Up to 14% of Australian University Students May Be Plagiarizing From Web, Study Suggests
By ANDREA L. FOSTER
Up to 14 percent of Australian university students may be pirating material off the Internet for their essays, according to a study commissioned by six Australian universities.
The study used a U.S.-based plagiarism-detection service called Turnitin.com to analyze 1,925 essays, each provided by a different student at the six institutions. The essays, which were evaluated this year, covered 20 different subjects. Turnitin.com checked the papers against publicly available Web sites and other electronic sources available to students.
Turnitin.com is among the most widely used plagiarism-detection services. The service keeps student papers in order to enlarge its database of manuscripts, books, and journals. Other services, such as Copycatch and Eve2, run student papers through a computer program without holding on to the papers.
In the Australian study, Turnitin.com detected that 166 of the essays, or 8.62 percent of the total, had more than a quarter of their material pilfered from electronic sources. Fourteen percent of the essays had 5 percent or more of the material plagiarized.
The material was plagiarized from hundreds of Internet sites, including five well-known cheat sites, the report says. Plagiarism from other students' electronic papers also was detected.
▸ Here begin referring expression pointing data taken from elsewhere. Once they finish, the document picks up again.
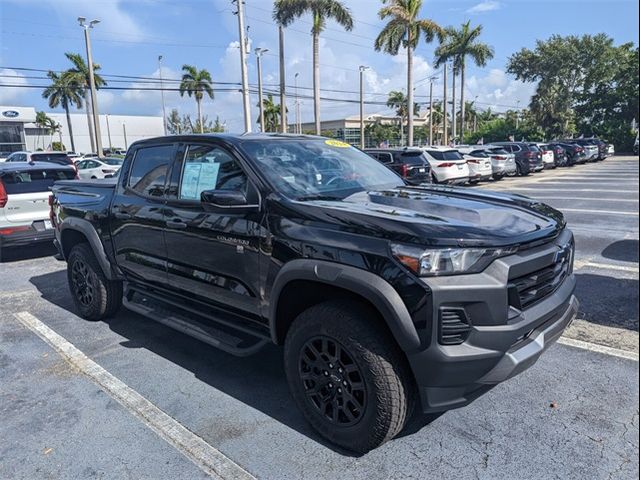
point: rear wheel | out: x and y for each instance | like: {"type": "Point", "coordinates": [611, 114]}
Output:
{"type": "Point", "coordinates": [94, 295]}
{"type": "Point", "coordinates": [347, 376]}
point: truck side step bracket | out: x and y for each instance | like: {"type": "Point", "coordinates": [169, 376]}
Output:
{"type": "Point", "coordinates": [221, 336]}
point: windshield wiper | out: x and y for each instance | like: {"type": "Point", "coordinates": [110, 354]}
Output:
{"type": "Point", "coordinates": [305, 198]}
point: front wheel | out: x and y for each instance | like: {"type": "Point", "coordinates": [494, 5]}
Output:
{"type": "Point", "coordinates": [347, 375]}
{"type": "Point", "coordinates": [94, 295]}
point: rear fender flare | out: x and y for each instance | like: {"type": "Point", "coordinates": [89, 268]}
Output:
{"type": "Point", "coordinates": [371, 287]}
The study was conducted by a company called CAVAL Collaborative Solutions, which is owned by nine universities in the Australian state of Victoria (CAVAL stands for Cooperative Action among Victorian Academic Libraries). The company is recommending that Victoria's universities use Turnitin.com to control cheating among their students.
The company also recommends that universities establish education programs to help students understand what cheating and plagiarism mean. "Universities are bound to lose their reputations unless they do something about it," says Steve O'Connor, chief executive officer of CAVAL.
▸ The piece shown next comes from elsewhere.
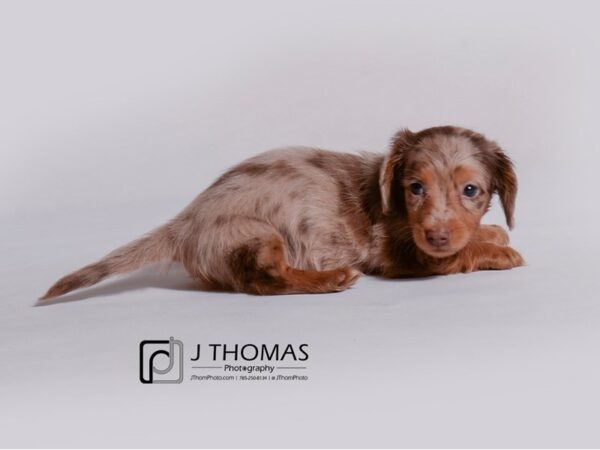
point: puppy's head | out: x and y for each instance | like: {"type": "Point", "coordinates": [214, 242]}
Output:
{"type": "Point", "coordinates": [442, 179]}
Mr. O'Connor says CAVAL decided to use Turnitin.com to evaluate the essays because of the breadth of electronic sources it compares student papers to. In addition, the service was highly recommended by Britain's Joint Information Systems Committee, which recently signed a contract with Turnitin.com under which the company serves more than 700 higher-education institutions in Britain.
The six institutions involved in the study were Deakin, La Trobe, Monash, RMIT, and Victoria Universities, and the University of Ballarat. About 150,000 students are enrolled in the universities.
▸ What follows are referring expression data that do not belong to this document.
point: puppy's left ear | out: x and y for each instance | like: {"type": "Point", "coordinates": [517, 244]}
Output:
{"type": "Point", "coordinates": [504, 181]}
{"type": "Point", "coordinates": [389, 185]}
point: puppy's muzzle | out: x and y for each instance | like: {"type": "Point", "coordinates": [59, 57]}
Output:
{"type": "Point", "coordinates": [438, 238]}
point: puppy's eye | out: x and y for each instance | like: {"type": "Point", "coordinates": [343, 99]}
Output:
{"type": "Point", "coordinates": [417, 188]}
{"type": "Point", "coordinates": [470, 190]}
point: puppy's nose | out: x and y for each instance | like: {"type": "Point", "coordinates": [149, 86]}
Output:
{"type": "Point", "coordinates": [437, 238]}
Richard L. Austin, a horticulture professor at the University of Nebraska at Lincoln who designed a competing plagiarism-detection service, WordCheck, says higher-education officials need to attack the underpinnings of student plagiarism before signing up with plagiarism-detection services. Students are referred to Web sites so often that they lose sight of the difference between honest research and plagiarism, he says, adding that they also don't know how to cite material they find on the Internet.